Mission Neighborhood Center, administer of the program at Potrero Hill Kids preschool, follows the philosophy of “Creative Curriculum”. This method describes and demonstrates how to plan a developmentally appropriate program focusing on ten well-organized interest areas. Its underlying philosophy draws from Jean Piaget’s work on cognitive development, Erik Erikson’s stages of socio-emotional development, and accepted theories of how children learn best. The approach is practical, easy-to-understand, and immediately applicable to a variety of settings.
The philosophy behind our curriculum is that young children learn best by doing. Learning is not just repeating what someone else says; it requires active thinking and experimenting to find out how things work and to learn firsthand about the world we live in. In their early years, children explore the world around them by using all their senses (touching, tasting, listening, smelling, and looking). In using real materials such as blocks and trying out their ideas, children learn about sizes, shapes, and colors and they notice relationships between things. Play provides the foundation for academic or “school” learning. It is the preparation children need before they learn highly abstract symbols such as letters (which are symbols for sounds) and numbers (which are symbols for number concepts). Play enables us to achieve the key goals of our early childhood curriculum. Play is the work of young children.
The most important goal of our early childhood curriculum is to help children become enthusiastic learners. This means encouraging children to be active and creative explorers who are not afraid to try out their ideas and to think their own thoughts. Our goal is to help children become independent, self-confident, inquisitive learners. We are teaching them how to learn, not just in preschool, but all through their lives. We’re allowing them to learn at their own pace and in the ways that are best for them. We are giving them good habits and attitudes, particularly a positive sense of themselves, which will make a difference throughout their lives.

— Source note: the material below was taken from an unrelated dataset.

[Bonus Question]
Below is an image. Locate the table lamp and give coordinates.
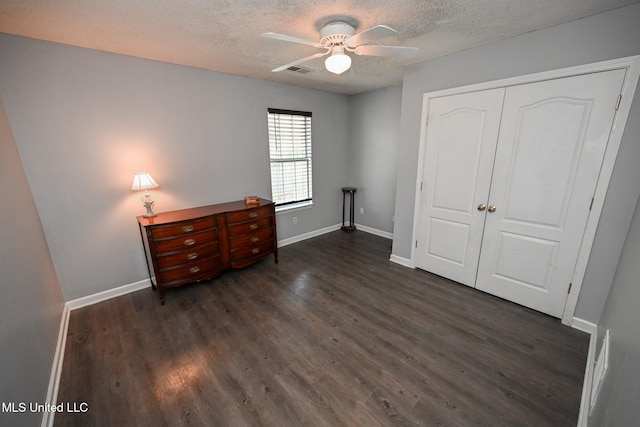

The activities we plan for children, the way we organize the environment, select toys and materials, plan the daily schedule, and talk with children, are all designed to accomplish the goals of our curriculum and give your child a successful start in school.
Our long history of bi-lingual program expertise is applied to the Creative Curriculum in that children will learn these concepts in both Spanish and English. Given that this is not an immersion program, but truly bi-lingual, teachers will introduce the Spanish language first by simply commands and sounds. Gradually, the method will migrate to story-telling until a wide range of vocabulary is understood.